A century after Newcomb, Brendan Edgeworth (1988) argued that recent historical work had uncovered a remarkable complexity of property forms, particularly in relation to landholding up until thetwentieth century. Nonetheless, a strong perception of the timelessness of the modern concept of property exists “with its connotative meaning that embraces the values of an exclusivist, productivist, individualist and capitalist culture” (Edgeworth 1988, 89). According to Edgeworth (1989, 112), a

postmodern approach would break with the attachment to private property as an unqualified good, as in liberalism’s metanarrative, or indeed as an unqualified bad as in the Marxist version, focusing instead on the interwoven legalities and the plurality of interpretive standpoints, measuring them all in terms of power relations and imbalances. . . . The politics of becoming are precisely the postmodernist’s call to create new selves, new identities, new communities in the face of economic orders controlled by multinational corporations under the banner of private property or state-socialist systems extolling a bureaucratized public ownership.

As a guest professor at the University of Gothenburg in 2018, I came across a huge billboard advertising for Volvo cars, now produced by Chinese (state) owners in in the most industrialized part of Scandinavia. The text accompanying the huge image of a car in front of a city skyline was “Do not let the things you own own you” (author’s translation). The implication was that instead of owning a Volvo—a very costly car beyond most people’s economic means—one might want to lease it, thus still making it profitable for the company to produce such cars. This legitimizing argument thus reflects a certain shift in the perception of private ownership as an unqualified good for the owner/consumer.

We can probably expect further legal changes as perceptions and practices regarding relations between humans and nonhuman others evolve.
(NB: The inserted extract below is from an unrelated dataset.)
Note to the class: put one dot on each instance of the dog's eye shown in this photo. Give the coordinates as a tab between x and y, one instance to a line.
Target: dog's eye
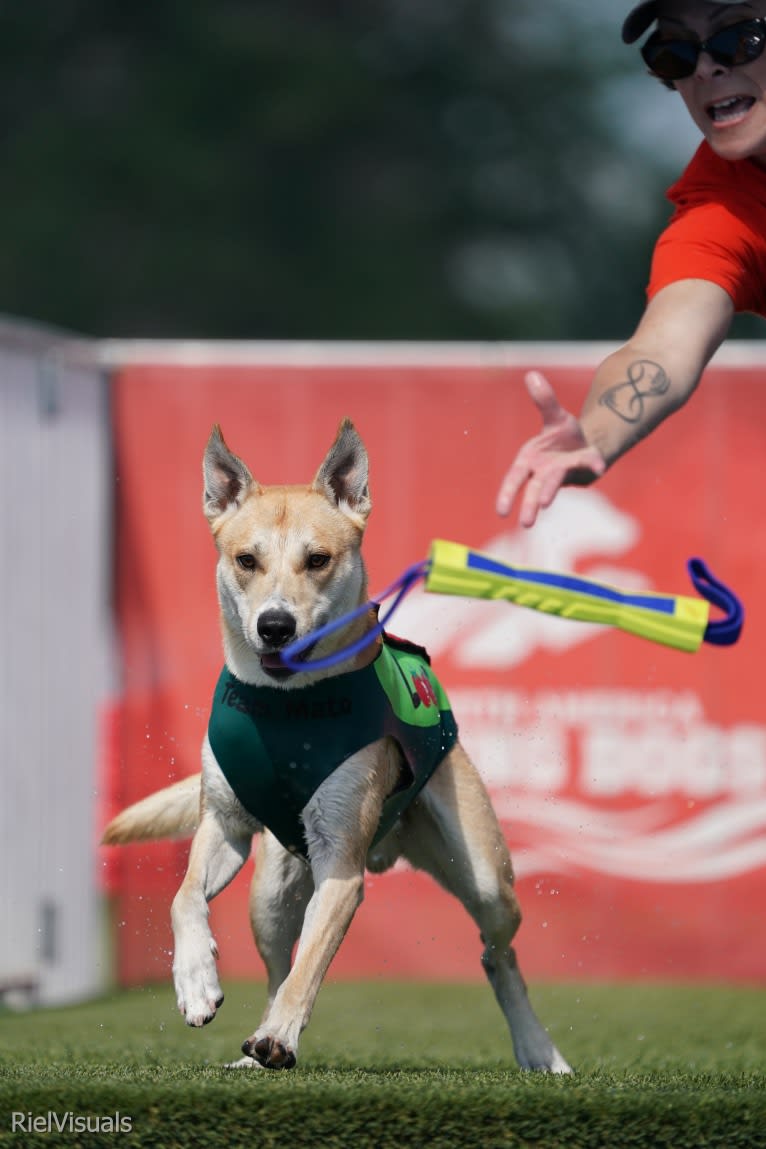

Erin Drew (2016, 196, 198) writes that:

English writers across diverse genres in the late seventeenth and early eighteenth centuries shared the usufructuary world view that humans were granted limited dominion over the earth on the premise that the world was created not just for the support and enjoyment of the present generation, but for all generations. . . . The common thread among natural law, jurisprudence, and equity is the effort to identify, at the most basic level, the ethical obligations that appertain in a given situation or relationship.

After World War two the concept of allemannsrätten (the right of public access) was introduced in Sweden so as to provide workers with access to nature during their spare time. In 1994, this right was included in the Swedish constitution. In 2009, the United Nations General Assembly decided to designate April 22 as International Mother Earth Day:

Acknowledging that the Earth and its ecosystems are our home, and convinced that in order to achieve a just balance among the economic, social, and environmental needs of present and future generations, it is necessary to promote harmony with nature and the Earth,
Recognizing that Mother Earth is a common expression for the planet earth in a number of countries and regions, which reflects the interdependence that exists among human beings, other living species and the planet we all inhabit.

A Universal Declaration of the Rights of Mother Earth was proposed on the same occasion, by the government of Bolivia. It may take decades before such a declaration is adopted, as was the case with the Declaration on the Rights of Indigenous Peoples in 2007.

Humans are on Earth temporarily. Our debts and possessions are temporary; they come and go. We need new understandings of them in order to live well while we are here.

References

Drew, Erin. 2016. “‘’Tis Prudence to Prevent Th’Entire Decay’: Usufruct and Environmental Thought.” Eighteenth-Century Studies 49, no. 2: 195–210.

Edgeworth, Brendan. 1988. “Post-Property? A Postmodern Conception of Private Property.” University of New South Wales Law Journal 11, no. 1: 87–116.

Newcomb, George B. 1886. “Theories of Property.” Political Science Quarterly 1, no. 4: 595–611.

Ørebech, Peter, Fred Bosselman, Jes Bjarup, David Callies, Martin Chanock, and Hanne Petersen. 2005. The Role of Customary Law in Sustainable Development. New York: Cambridge University Press.